European and Asian shares stepped back from eight-month highs on Thursday as investors took money off the table amid fresh concerns about U.S.-China trade talks and as dire data from Germany signaled trouble for Europe.
Germany’s figures showed industrial orders fell at their sharpest rate in more than two years in February driven largely by a slump in foreign demand.
It compounded signs that Europe’s largest economy has had a feeble start to the year and left the euro stuck at 1.12 dollar, sent German Bund yields back below zero in the bond market and ended a four-day run of gains for share traders.
MSCI’s broadest index of Asia shares also lost 0.4 per cent overnight after five straight days of gains had taken it to the highest level since late August.
Losses were led by Australia and New Zealand, while Hong Kong, the Philippines and Indian markets were also in red.
Chinese shares were firmer with the blue-chip index up 0.6 per cent, while Japan’s Nikkei paused near a recent one-month top.
Analysts pointed to investor fatigue and a lack of fresh headlines on the Sino-U.S. trade talks for Thursday’s sell-off, while disappointing U.S. economic data this week also weighed on sentiment.
“We are expecting quite a constructive agreement between the U.S. and China when it comes to trade,” said Alliance Bernstein China Portfolio Manager John Lin.

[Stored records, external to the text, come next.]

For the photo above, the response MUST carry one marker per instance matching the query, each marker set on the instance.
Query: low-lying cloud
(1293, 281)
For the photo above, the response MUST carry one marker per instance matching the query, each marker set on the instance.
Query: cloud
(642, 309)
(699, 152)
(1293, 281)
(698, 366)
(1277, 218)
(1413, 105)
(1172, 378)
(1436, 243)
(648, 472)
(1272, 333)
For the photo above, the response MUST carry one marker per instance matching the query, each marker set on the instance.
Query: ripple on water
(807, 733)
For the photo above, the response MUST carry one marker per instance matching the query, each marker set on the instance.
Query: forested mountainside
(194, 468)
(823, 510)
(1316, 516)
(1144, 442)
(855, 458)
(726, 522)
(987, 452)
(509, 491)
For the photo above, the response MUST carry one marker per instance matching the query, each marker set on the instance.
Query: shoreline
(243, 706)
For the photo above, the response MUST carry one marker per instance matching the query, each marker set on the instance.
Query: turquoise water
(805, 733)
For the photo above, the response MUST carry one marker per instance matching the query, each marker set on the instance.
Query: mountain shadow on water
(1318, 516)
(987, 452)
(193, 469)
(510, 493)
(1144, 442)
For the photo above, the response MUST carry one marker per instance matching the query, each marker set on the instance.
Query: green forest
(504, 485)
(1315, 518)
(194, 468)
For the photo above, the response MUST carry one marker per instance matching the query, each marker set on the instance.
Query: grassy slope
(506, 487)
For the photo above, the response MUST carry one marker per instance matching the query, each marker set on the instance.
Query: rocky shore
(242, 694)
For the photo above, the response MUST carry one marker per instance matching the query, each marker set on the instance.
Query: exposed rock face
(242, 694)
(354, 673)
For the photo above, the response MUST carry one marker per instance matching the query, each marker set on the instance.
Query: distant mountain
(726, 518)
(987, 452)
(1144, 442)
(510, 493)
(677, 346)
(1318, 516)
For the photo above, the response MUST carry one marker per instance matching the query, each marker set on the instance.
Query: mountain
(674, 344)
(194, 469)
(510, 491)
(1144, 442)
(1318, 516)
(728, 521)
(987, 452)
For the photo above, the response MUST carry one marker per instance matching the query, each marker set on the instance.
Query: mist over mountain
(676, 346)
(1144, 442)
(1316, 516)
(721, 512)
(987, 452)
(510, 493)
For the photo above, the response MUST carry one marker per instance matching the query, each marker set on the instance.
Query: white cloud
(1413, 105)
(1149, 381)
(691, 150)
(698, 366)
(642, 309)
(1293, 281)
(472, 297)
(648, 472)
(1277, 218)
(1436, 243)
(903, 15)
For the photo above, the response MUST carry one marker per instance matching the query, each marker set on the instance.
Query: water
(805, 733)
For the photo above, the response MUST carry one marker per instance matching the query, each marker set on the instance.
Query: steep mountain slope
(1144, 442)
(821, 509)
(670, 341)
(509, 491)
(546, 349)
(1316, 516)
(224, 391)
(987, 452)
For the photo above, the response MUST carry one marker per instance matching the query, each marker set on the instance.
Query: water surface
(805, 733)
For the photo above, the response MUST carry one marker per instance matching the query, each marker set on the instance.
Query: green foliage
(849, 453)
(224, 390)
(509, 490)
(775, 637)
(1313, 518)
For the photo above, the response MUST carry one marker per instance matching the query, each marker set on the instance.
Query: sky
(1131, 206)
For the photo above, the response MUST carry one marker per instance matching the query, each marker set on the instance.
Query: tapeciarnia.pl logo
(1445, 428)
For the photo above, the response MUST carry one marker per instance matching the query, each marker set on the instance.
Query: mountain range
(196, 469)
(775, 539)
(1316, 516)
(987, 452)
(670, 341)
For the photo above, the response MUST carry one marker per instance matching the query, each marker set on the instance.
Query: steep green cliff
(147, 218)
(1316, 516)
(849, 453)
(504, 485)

It was probably now a consensus view among major investors and if it proved right, would raise other questions such as whether China’s government would “keep its foot on the (stimulus) pedal or ease off a bit.”
Risk sentiment has otherwise been supported this week by signs of progress in Sino-U.S. trade talks.
White House economic adviser Larry Kudlow said on Wednesday the two sides aimed to bridge differences during talks which could extend beyond three days this week.
Investors are keen to see if ongoing talks lead to an earlier-than-anticipated meeting between U.S. President Donald Trump and his Chinese counterpart Xi Jinping to sign an accord.